Most of the time this has been with respect, but there have been occasional blows, most memorably when Labour peer Charlie Falconer responded to justice secretary Shabana Mahmood’s opposition by saying: “I think she’s motivated … by her religious beliefs,” adding, it “obviously colours their view and is not an objective stance on things like safeguards.”
The idea that religion “colours” otherwise rational viewpoints undermines any religiously motivated opinion that differs from “mainstream” secular ones.
The latest polling for Hyphen confirms that most Muslims who oppose assisted dying (70% of the 43% who oppose it) do so at least partly on account of their “personal religious belief”. The figures for Christians are less clear cut, perhaps because “Christian” is a notoriously vague identifier in the UK. But still, all the mainstream churches are opposed to the bill, and there is good reason to believe that churchgoing Christians take a similar view.
What is interesting, in terms of the religious participation in this debate, is that just 21% of Muslims cite religious belief as the only reason for their opposition to the bill.
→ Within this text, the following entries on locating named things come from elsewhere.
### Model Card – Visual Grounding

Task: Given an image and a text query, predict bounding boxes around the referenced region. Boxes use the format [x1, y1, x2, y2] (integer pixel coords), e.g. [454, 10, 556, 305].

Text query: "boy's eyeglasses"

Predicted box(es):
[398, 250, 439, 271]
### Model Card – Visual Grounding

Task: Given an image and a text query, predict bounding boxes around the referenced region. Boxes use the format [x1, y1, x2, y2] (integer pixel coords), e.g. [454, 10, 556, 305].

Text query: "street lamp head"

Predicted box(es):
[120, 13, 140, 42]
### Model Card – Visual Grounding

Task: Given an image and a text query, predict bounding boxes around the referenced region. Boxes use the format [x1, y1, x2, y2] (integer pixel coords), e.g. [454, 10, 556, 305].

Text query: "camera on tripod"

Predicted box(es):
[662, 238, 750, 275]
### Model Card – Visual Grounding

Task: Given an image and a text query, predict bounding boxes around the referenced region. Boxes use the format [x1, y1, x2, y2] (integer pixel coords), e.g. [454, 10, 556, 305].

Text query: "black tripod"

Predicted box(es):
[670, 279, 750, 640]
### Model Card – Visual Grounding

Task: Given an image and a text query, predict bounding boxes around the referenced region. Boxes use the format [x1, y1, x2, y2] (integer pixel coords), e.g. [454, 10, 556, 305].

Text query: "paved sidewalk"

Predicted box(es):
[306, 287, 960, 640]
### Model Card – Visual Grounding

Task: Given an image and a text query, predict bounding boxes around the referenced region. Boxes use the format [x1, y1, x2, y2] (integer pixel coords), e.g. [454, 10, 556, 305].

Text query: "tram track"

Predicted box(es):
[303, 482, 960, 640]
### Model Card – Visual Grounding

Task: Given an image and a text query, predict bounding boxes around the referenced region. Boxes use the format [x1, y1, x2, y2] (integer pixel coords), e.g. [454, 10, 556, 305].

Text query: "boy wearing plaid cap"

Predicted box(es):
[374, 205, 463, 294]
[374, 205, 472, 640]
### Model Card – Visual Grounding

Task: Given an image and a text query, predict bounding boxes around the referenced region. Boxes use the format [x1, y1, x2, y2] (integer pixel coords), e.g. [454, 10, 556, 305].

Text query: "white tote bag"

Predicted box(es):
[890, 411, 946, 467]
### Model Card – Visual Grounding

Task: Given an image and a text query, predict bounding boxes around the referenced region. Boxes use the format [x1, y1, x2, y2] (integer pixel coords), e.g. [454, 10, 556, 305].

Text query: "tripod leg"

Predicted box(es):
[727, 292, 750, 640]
Others cite reasons such as concern about exploitation and coercion, slippage beyond the terminally ill, and fears about the future of palliative care and NHS pressure. These are reasons comprehensible to people of all faiths and none.
However much those who follow a faith participate in this debate on the basis of religious principle, most are willing to do so in terms of public reasoning. This is encouraging for the future of public debate in the UK, but also a salutary reminder to those who would dismiss religious contributions on the basis that they are not objective or “coloured” by their faith.
Nathan Stilwell, assisted dying campaigner, Humanists UK
Last November, I accompanied a woman called Clare Turner into parliament to tell MPs how it feels to be in the final months of stage-four breast cancer, and why she wanted the choice of a dignified death. “I want to avoid pain, indignity and suffering, but I’m also aspirational because I want a good death,” she said.
When I speak to dying people, loved ones traumatised by horrendous deaths and criminalised spouses who have taken the person they love to Switzerland to die, I am continuously amazed at their determination. You expect a level of desolation, yet those who have gone through the worst can be the fiercest campaigners.
Turner says she doesn’t fear death, but she fears a horrifying end while her daughters watch on helplessly. She wants to decide the final moments of her life, hold her daughters’ hands under an oak tree in her home, and leave them with happy memories, not trauma from an undignified death.
Clare’s fear is still a reality in the UK. Even with the best possible care, 20 people a day die in pain. One person a week flees to Switzerland for an assisted death. People with terminal illnesses are more than twice as likely to die by suicide. The status quo, where helping someone out of compassion is criminalised, is beyond barbaric. It achieves nothing but misery.
As a humanist, I believe Clare should have the choice of a dignified death. All of us should have that choice. Especially when 31 jurisdictions around the world have working, safe, compassionate assisted dying laws — from Spain to the US state of Washington, Ecuador to New Zealand, almost half a billion people have access to assisted dying. In the UK, we are late adopters.
The terminally ill adults (end of life) bill would give dying people that safe, regulated option. Adults with six months or less left to live will be able to go through a safeguarded system involving two independent trained doctors, overseen by a panel of experts and extensive regulations. If they meet the criteria and are approved, they can be prescribed a life-ending medication they can take, or choose not to take, on their own terms.
While I believe we have one life and we should live it to the fullest, I also believe in the freedom to think and choose. If you’re against assisted dying, fine, don’t have an assisted death. But don’t stop me, Clare, or anyone else from choosing a dignified death.